Pandemic: Contagion includes a deck of contagion cards with differing colored borders, city cards, event/WHO cards, virus cubes. On a turn you take two actions; three actions are available, and you can take the same action twice. Those actions are:

  • Draw contagion cards equal to your current infection rate.
  • Discard enough contagion cards to advance a mutation to the next level, thereby allowing you to draw more cards, place more cubes, or resist human counter-attacks.
  • Discard contagion cards matching the color of the city you want to start to infect (two cards) or infect more (one card), using any two cards as a joker, if you wish.

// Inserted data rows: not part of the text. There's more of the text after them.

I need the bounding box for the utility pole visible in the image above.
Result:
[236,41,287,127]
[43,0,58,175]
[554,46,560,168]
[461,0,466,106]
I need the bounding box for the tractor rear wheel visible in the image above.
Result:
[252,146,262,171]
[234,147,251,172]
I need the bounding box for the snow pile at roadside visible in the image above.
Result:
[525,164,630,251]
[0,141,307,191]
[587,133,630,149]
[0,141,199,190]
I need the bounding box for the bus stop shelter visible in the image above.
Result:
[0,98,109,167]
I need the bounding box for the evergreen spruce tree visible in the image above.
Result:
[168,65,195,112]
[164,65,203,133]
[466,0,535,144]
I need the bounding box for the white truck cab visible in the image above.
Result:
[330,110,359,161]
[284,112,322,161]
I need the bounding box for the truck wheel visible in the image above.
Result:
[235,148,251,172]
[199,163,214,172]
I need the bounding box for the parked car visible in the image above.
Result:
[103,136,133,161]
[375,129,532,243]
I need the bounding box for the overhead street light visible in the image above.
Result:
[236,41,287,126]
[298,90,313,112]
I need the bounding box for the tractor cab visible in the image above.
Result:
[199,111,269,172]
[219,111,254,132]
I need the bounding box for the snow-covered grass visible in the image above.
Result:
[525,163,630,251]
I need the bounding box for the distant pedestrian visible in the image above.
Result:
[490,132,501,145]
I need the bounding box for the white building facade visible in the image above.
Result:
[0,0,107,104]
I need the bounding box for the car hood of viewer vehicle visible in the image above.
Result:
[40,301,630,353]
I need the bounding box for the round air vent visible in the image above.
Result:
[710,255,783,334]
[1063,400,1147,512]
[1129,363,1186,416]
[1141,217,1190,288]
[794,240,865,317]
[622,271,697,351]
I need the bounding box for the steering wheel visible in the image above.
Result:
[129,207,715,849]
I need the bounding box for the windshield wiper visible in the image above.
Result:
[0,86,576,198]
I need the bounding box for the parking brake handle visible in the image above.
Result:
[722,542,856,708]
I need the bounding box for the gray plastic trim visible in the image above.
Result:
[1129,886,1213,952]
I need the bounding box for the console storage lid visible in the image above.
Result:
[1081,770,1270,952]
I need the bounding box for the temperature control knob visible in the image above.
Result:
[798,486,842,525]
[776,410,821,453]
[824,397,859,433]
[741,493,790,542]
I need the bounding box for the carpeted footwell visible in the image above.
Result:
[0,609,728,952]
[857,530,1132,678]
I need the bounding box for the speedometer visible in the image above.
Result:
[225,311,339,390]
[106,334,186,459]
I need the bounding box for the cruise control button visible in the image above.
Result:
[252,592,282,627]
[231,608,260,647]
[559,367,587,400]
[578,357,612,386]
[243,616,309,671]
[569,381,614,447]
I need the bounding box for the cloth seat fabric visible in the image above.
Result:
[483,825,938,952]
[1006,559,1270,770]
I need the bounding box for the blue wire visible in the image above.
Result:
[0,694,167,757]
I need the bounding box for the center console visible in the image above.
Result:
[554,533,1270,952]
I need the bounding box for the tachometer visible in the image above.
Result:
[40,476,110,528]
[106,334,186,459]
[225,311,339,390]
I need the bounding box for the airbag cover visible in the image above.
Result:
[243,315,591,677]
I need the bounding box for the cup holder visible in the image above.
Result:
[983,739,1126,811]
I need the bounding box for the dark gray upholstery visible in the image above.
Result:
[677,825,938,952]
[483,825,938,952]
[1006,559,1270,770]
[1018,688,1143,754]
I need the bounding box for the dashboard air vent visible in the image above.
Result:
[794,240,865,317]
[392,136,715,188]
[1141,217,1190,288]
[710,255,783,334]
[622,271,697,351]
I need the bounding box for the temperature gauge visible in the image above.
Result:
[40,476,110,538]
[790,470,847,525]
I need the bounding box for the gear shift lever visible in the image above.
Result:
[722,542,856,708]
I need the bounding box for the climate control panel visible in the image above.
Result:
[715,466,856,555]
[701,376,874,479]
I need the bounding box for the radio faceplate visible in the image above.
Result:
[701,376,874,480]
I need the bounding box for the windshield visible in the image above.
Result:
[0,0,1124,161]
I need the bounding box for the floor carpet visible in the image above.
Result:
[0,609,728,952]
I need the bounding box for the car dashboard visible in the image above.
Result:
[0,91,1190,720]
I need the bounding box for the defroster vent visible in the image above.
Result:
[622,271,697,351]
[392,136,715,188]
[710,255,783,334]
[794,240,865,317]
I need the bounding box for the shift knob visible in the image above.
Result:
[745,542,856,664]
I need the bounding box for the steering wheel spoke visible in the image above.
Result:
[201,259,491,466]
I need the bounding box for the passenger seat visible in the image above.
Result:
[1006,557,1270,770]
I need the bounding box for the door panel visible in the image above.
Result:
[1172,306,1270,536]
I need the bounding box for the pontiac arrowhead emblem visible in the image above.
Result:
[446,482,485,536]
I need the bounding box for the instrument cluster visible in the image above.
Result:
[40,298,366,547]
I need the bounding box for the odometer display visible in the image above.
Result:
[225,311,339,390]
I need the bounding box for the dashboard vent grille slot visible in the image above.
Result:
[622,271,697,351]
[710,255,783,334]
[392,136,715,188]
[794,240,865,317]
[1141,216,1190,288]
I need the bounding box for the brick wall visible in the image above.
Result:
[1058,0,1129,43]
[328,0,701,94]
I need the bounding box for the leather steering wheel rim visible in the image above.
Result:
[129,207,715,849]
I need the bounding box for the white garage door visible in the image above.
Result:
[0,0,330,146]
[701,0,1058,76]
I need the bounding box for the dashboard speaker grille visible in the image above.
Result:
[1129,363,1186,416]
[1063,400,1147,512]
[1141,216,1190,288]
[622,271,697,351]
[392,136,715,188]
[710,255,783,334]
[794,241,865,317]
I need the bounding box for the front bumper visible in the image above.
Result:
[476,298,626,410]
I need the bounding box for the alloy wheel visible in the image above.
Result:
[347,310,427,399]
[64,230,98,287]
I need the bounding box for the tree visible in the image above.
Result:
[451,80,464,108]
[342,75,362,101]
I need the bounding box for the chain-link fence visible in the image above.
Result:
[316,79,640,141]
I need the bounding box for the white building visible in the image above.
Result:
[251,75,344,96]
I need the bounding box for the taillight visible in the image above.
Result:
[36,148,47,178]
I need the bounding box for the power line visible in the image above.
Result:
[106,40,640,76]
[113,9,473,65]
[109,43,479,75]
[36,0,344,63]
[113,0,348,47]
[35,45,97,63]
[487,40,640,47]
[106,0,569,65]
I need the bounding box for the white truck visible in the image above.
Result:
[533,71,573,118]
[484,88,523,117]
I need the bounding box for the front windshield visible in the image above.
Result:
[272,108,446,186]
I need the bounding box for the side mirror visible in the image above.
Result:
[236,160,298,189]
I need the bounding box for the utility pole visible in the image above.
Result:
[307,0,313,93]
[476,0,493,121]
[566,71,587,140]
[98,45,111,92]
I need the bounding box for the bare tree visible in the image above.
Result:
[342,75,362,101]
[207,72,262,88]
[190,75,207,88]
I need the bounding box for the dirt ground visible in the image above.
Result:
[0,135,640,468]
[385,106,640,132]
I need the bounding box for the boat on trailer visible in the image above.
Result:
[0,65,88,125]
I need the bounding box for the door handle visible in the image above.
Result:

Place cubes equal to your current transmission rate.

Each city card has a colored border (with all cities on the same continent having a matching border), a special action awarded to the player who places the final cube on the card, and three numbers; the large number shows the number of cubes needed to close the city and the number of points scored by whoever has the majority of cubes in this city when it closes, while the two smaller numbers show the points awarded to those with the second- and third-most cubes.

At the start of each round after the first, you draw the top card from the event/WHO deck. Events take place at the start, end or middle of your turn, as specified on the card, and they might benefit or harm you directly — say, by giving you a contagion card for each city you infect or forcing you to remove cubes from the board — or they might affect what's possible on a turn, such as making it more or less costly to infect a city. The WHO cards are generally bad for you, but your resistance allows you to lessen whatever the penalty would be based on its level. Need to remove three cubes from the board? If your resistance is at level 3, drop it down one level and you don't have to remove any.

Some event cards feature a city icon, which brings a new city card into play, or a skull; when the second skull comes out, you have an intermediate scoring round in which whoever has the most cubes in a city scores points equal to the lowest value in that city. Once the event/WHO deck runs out or only two city cards remain in play, the game ends, with players conducting a final scoring round to see which virus is victorious.